This is the biggest concern of wholesale vegetable vendors in the capital, now that a draft agreement is in place that disallows wholesalers from retailing.

According to the draft agreement drawn up on January 24 by DAMC, department of trade (DoT) and department of revenue and custom (DRC) and vegetable vendors, wholesalers will not be allowed to retail.

“The department of agricultural marketing and cooperatives (DAMC) is saying that we’re not supposed to retail leftover vegetables,” Ap Tshering Norbu, who has been a vegetable wholesaler for 28 years, said. “If we aren’t allowed to retail the leftovers, then is the government going to buy the surplus?”

The draft agreement also requires wholesalers to get a trading license. “We need a license for wholesalers to mainly clear the disputes between the wholesaler and retailer, and to enhance local production”, the manager of the centenary farmers market (CFM), Tshering Dorji, said.  “Retailers aren’t comfortable to go against the wholesalers, since they have to depend on them but, when wholesalers retail, they become helpless.”
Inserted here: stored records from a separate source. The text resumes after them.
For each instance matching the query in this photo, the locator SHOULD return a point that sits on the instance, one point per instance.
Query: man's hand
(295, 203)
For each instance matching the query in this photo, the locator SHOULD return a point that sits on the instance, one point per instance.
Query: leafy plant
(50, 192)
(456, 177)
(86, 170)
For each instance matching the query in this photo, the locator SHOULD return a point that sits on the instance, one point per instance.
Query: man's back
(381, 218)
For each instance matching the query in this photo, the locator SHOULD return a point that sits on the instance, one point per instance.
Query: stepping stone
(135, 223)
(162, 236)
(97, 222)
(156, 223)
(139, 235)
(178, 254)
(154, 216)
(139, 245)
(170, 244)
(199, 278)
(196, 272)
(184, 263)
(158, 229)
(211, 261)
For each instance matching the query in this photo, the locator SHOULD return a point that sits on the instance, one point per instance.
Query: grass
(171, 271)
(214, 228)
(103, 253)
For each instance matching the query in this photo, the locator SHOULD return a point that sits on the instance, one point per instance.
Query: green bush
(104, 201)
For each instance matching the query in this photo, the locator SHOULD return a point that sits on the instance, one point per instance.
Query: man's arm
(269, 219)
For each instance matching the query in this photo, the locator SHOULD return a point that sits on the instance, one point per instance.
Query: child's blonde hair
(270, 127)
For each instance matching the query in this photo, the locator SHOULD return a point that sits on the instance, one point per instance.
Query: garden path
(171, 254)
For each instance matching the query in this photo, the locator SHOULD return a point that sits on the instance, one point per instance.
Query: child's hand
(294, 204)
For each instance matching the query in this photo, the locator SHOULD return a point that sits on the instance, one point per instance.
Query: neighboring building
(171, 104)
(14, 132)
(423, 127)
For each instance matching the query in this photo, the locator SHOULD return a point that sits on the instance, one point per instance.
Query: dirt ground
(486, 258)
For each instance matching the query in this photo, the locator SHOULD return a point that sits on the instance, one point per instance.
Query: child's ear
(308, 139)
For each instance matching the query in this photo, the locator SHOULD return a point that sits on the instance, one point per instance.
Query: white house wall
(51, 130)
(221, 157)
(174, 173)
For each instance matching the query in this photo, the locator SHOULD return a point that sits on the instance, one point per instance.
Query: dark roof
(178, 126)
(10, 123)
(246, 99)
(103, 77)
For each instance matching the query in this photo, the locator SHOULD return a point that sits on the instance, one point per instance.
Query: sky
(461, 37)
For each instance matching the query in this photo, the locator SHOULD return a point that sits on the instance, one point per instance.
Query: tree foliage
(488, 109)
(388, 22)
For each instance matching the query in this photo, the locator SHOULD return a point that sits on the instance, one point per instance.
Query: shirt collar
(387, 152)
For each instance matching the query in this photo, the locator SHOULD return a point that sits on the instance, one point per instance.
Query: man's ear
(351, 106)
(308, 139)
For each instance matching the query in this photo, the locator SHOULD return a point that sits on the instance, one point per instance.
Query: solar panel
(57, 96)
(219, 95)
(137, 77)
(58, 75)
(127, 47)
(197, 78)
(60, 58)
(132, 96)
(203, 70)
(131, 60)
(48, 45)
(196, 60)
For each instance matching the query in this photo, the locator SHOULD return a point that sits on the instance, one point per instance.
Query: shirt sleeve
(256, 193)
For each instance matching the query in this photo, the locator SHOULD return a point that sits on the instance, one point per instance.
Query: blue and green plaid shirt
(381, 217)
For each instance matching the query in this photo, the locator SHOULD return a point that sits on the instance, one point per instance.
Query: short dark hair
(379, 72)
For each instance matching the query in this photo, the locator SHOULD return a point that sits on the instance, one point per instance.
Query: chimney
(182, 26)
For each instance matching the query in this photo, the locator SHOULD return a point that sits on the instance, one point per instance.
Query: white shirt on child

A retailer, Sonam, said wholesalers occupy the vendors’ stall, and indirectly compete with retailers selling the same imported vegetable at a cheaper price.

A wholesaler explained that they are compelled to retail the leftover vegetables, because it is a perishable item.“We normally sell the surplus at the same price quoted by the retailers, but maybe some  sell it at a cheaper price,” he said.

According to the draft agreement, business income tax (BIT) will be levied on wholesalers dealing in imported vegetables.

The DAMC is still working on the list of vegetables to be imported. Garlic, onion, tomato and small chili are some vegetables that are not readily available in the country,

Trade director Sonam Wangchuk said wholesalers should own a license, since they are well established in the business.

DAMC wants wholesalers to promote local vegetable production, so that self-sufficiency in vegetables is attained in the next few years.

According to the Bhutan Trade Statistics (2010) the import volume in 2010 was 9,016 MTof a value of  Nu 111M. Export volume was 972 MT of a value of Nu 11 M.